Il a hoché la tête sans insister, comme si c’était aussi une réponse parfaitement valable. Il m’a salué d’un bref geste et a pris une rue latérale. Moi, j’ai continué tout droit, j’ai accéléré le pas et j’ai emprunté un itinéraire différent de l’ordinaire, faisant un détour inutile juste pour être sûr de ne pas le recroiser.

***

Le reste de cet après-midi-là, j’ai porté deux choses à la fois : une sorte de honte diffuse, du genre qui ne sait pas très bien à quoi s’accrocher, et sous cette honte, quelque chose que je ne voulais pas admettre mais qui était là avec la même solidité que n’importe quelle autre chose réelle : la satisfaction. Une satisfaction complète, sans reste, du genre qu’on n’obtient pas toujours, même avec la personne qu’on aime le plus, ni dans les situations qu’on planifie pendant des semaines. Je sentais encore sur le bout de la bite l’écho de cette bouche, et quand je suis rentré chez moi et que je me suis glissé sous la douche, elle s’est de nouveau mise dure rien qu’en m’en souvenant. Je me la suis branlée là, en pensant à son regard d’en bas, et j’ai joui une deuxième fois en moins d’une heure, appuyé contre le carrelage.

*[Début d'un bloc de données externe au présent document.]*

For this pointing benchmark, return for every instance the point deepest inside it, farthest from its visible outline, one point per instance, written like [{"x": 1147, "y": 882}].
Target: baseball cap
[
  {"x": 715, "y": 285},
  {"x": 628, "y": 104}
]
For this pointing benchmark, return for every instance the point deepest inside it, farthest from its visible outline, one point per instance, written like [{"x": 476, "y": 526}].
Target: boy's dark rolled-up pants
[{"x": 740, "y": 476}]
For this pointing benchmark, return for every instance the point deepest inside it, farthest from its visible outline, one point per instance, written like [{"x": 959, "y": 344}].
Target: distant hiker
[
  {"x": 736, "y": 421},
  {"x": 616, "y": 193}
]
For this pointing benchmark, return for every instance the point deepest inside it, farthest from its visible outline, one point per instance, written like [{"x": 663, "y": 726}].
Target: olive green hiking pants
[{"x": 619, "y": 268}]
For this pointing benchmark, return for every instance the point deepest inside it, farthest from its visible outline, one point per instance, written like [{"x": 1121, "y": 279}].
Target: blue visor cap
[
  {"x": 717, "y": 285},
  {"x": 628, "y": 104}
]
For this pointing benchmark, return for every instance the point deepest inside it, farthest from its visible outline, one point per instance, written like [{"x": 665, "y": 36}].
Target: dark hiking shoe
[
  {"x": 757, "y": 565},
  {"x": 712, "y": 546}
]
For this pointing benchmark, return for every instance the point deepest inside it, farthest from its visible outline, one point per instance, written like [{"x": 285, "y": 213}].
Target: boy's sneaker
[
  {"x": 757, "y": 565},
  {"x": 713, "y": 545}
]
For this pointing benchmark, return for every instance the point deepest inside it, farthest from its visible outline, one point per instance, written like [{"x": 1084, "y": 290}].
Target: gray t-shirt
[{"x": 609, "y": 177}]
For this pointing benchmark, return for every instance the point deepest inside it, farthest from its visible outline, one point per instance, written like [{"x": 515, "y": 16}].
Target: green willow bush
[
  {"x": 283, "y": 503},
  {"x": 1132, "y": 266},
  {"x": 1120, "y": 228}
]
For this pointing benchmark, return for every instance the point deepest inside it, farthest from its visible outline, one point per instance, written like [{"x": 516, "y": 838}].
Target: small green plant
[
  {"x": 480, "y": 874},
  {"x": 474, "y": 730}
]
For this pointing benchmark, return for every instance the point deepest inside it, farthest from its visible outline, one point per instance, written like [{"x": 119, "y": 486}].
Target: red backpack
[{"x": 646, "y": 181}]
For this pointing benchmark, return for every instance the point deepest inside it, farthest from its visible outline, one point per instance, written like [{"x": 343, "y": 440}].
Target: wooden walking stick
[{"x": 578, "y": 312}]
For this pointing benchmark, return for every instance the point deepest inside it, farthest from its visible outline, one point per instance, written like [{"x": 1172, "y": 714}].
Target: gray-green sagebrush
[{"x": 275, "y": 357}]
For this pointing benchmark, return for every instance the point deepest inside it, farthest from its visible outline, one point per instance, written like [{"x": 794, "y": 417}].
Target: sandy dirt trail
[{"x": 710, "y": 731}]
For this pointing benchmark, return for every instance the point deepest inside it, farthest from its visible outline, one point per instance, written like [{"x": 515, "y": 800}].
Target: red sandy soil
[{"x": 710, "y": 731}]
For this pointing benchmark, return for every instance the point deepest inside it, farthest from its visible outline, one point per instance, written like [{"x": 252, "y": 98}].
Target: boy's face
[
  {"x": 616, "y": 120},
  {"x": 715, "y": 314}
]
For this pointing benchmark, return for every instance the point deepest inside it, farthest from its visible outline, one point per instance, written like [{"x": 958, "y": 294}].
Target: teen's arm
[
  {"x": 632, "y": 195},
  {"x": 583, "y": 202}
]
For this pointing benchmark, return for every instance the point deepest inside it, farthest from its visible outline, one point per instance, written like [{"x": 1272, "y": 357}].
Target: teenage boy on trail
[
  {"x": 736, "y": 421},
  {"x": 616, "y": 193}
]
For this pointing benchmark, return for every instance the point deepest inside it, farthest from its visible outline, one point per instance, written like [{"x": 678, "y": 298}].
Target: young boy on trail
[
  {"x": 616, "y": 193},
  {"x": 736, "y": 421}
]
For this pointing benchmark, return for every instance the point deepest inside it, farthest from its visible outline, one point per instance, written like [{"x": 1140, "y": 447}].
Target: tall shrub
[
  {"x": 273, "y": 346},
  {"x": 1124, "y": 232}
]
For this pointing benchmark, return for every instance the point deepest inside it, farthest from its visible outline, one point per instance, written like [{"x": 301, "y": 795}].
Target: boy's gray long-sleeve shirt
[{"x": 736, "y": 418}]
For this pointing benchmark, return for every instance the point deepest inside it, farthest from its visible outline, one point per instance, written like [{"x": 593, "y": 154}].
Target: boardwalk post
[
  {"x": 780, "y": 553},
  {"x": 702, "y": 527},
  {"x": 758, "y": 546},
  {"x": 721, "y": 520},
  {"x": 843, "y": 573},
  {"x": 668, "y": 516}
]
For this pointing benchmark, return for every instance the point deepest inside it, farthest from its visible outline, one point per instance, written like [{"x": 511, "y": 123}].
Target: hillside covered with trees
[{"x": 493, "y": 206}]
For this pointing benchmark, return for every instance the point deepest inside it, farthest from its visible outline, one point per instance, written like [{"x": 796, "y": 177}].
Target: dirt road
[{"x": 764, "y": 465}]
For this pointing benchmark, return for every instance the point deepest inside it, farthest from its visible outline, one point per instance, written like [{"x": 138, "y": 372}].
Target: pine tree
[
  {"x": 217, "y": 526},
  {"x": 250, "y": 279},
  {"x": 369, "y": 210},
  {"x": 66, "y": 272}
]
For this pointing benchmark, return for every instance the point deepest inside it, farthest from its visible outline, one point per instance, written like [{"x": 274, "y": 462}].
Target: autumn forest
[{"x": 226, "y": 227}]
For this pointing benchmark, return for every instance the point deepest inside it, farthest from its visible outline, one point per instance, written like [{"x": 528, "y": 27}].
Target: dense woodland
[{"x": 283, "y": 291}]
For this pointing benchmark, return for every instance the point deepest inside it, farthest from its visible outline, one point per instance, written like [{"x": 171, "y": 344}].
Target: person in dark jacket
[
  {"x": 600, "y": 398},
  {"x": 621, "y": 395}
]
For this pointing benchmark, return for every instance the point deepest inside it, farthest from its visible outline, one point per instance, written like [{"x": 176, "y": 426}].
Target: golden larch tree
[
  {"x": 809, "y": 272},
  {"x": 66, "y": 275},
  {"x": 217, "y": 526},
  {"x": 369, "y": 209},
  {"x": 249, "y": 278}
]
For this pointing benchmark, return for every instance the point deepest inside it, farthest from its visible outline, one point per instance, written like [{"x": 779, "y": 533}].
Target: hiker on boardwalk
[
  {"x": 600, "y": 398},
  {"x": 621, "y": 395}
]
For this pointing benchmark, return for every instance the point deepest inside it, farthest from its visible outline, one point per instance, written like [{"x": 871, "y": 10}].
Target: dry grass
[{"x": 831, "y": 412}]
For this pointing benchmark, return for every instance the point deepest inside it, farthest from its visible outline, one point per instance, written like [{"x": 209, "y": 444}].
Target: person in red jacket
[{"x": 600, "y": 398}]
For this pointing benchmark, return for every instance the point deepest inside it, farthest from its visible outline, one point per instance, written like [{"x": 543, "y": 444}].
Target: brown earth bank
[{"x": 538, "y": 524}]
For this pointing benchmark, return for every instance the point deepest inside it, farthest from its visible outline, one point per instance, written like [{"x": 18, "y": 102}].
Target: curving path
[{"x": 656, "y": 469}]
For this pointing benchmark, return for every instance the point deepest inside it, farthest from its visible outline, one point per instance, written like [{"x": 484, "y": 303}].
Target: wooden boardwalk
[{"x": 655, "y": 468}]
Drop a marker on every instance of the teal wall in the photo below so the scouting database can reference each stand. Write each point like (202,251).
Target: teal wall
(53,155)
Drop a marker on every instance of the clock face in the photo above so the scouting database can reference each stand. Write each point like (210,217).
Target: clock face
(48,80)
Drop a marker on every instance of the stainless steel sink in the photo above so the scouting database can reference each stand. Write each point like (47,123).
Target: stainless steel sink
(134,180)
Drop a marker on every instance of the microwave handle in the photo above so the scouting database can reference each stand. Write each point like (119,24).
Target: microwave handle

Avec les années, j’ai compris certaines choses sur moi-même qui n’étaient pas encore claires cet après-midi-là. Tous les chemins qu’on emprunte ne mènent pas là où on croyait aller, et ce n’est pas toujours une mauvaise chose.

Mais si je devais désigner un moment où quelque chose a changé, un moment où la carte intérieure s’est un peu redessinée et n’est jamais tout à fait revenue à sa forme d’origine, je choisirais ce mercredi après-midi, cet immeuble à moitié construit, et ce regard calme d’en bas qui ne demandait pas la permission et n’en avait pas besoin.

Je ne sais pas comment il s’appelait. Nous n’avons pas échangé nos noms. Cela n’avait pas d’importance à l’époque, et cela n’en a pas maintenant.

Ce qui importe, c’est que c’est arrivé, que c’était réel, et que je m’en souviens encore avec une netteté que la plupart des souvenirs n’ont jamais.